Armstrong was appointed director of the Mailman Center in 1999, and was named interim Senior Associate Dean for Faculty Affairs in 2014. He serves on the Executive Committee of the Florida Association of Children’s Hospitals, and he is the president-elect of that organization. Armstrong also serves as chair of the Florida Biomedical Research Advisory Council, responsible for overseeing $20 million of state grant funding for cancer and tobacco-related disease. He was responsible for developing the State Biomedical Research Strategic Plan and co-leading the implementation of the Florida Cancer Centers of Excellence program. Armstrong also serves on the national Board of Directors of the American Cancer Society.

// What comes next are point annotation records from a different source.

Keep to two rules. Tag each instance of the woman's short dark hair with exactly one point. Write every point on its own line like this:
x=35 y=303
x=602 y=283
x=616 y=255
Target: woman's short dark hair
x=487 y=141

Both Schaechter and Armstrong will become official members of APS on January 1, 2016, joining other Miller School faculty members, including Howell, Carolyn Abitbol, M.D., professor of pediatrics; Eduardo Bancalari, M.D., professor of pediatrics, obstetrics & gynecology; Emmalee Bandstra, M.D., professor of pediatrics, obstetrics & gynecology; Tracie L. Miller, M.D., professor of pediatrics; Gwendolyn B. Scott, M.D., professor of pediatrics; and Ilene Sosenko, M.D., professor of pediatrics. In addition, Charles R. Bauer, M.D., professor of pediatrics, and Henry Gelband, M.D., professor emeritus of pediatrics, are both emeritus members of APS.

Since its founding 127 years ago, the APS has been dedicated to the advancement of child health through promotion of pediatric research, recognition of achievement, and cultivation of excellence in pediatrics through advocacy, scholarship, education and leadership development.